An ordinary morning
On 16 December 1914, Britain had been at war for four months. In Scarborough, just before 8am, people were getting up and going about their routines. Mothers woke their children, maids prepared breakfast, postmen and delivery drivers were out on the streets. As shops opened for business, a young Boy Scout ran to buy a newspaper to see if there was a report on Lord Baden-Powell's recent visit to the town.
Up at the castle, on the rocky promontory overlooking the town, Police Constable Hunter was on duty with two coastguards at the coastal station. Despite their elevated position, their view was hampered by heavy mist and fog.
Anchored in the bay below was the steam trawler St Cloud. Her captain had sailed into the bay earlier that morning, and was having trouble finding the town because of the fog. The lighthouse had not been lit since war was declared.
The shelling begins
The captain of the St Cloud was among the first to see the three warships as they rounded Castle Hill into the bay, heading swiftly and surely towards Scarborough. He was surprised to see what he at first took to be British warships far closer to the shore than any he had seen before. But his surprise soon turned to horror when he saw one of them hoist the German war flag and open fire on the undefended town. A few minutes later, further up the coast, German warships also began an attack on Hartlepool, which had a garrison and three naval guns.
As soon as the St Cloud’s captain realised that the ships were German, he fled into the harbour and, although fired at, managed to reach it safely. The Germans, however, had their sights on other prey – with the castle being one of their main targets.
The castle under fire
There has been a castle at Scarborough since the mid-12th century, occupying a commanding position that had been inhabited and fortified intermittently since Neolithic times. It became one of the great medieval fortresses of England, ranking with Dover and Nottingham in importance. Before 1914, its greatest time of trial came when Parliamentarian forces besieged it in 1645, during the Civil War. So intense was that assault that during a three-day bombardment the walls of the 12th-century great tower split in two, causing half the building to collapse.
Now, as the Germans trained their guns on the castle, the coastguards’ lookout shelter was destroyed.
The coastguards and PC Hunter had only left it moments earlier to summon help, but as shells rained down, they were forced to shelter beside an 18th-century water tank in an underground vault. The castle’s great tower and south-facing walls were damaged and an 18th-century barracks built into the ruins of a medieval royal lodging was damaged beyond any hope of repair.
The attack on the town
Meanwhile, in the town, more than 500 high explosive shells fell in about 20 minutes, inflicting terrible damage on buildings of every description – shops, houses, hotels, churches, schools and hospitals. The German ships then moved off at speed towards Whitby, which suffered a brief bombardment.
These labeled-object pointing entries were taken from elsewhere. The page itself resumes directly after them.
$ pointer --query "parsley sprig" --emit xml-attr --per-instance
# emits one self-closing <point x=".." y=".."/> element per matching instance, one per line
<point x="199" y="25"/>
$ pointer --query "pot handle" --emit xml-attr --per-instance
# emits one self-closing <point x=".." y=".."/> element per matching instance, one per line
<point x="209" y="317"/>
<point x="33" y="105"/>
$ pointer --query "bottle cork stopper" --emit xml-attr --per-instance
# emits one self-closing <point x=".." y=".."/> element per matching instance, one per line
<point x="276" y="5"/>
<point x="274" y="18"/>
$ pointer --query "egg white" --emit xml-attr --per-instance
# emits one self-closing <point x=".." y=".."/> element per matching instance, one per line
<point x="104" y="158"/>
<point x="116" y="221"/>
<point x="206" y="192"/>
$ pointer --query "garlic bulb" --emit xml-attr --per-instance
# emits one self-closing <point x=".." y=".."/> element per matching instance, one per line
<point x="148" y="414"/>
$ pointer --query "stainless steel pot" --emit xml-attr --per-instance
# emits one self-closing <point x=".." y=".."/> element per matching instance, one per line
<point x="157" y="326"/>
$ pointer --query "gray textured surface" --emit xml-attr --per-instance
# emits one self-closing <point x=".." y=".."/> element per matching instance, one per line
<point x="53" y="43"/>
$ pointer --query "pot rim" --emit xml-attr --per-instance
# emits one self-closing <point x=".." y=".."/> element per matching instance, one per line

In total, 17 people were killed in Scarborough that morning, with two others dying later of their wounds. More than 80 were seriously wounded. Overall, in Scarborough, Whitby and Hartlepool, 137 people died.
Although Hartlepool suffered more casualties and greater destruction, it was the civilian deaths in Scarborough that caused the greatest outrage. News soon spread of those who had been killed going about their everyday lives. The victims included postman Mr Beal, as he delivered letters, and maid Miss Crosby, as she prepared breakfast for her employers. The last person to be hit was 15-year-old George Taylor, on his way to buy his newspaper. He was the only Boy Scout to be killed in the First World War.
Aftermath
A popular seaside resort, Scarborough had no defences, only an ancient castle and a small naval wireless station. One US reporter wrote:
Three quiet, peaceful towns have felt the rain of shells; almost five score non-combatants, men, women, children perhaps, have met death from hurtling missiles. This is not warfare, this is murder.
As First Lord of the Admiralty, Winston Churchill faced criticism for the lack of preparedness and ineffective response of the British Navy. In a rousing speech, he branded the Germans ‘the baby killers of Scarborough’.
It was a mark of the outrage felt at the attack on defenceless civilians that ‘Remember Scarborough!’ became a rallying cry for recruiting officers across the nation. The attack featured on a range of recruitment posters, which prompted men to enlist in large numbers.
In this, the fourth month of the First World War – the war that people believed would be over by Christmas – innocence was shattered, as the war was brought right into the undefended homes of British people. The shelling of Scarborough was a foretaste of what was to come.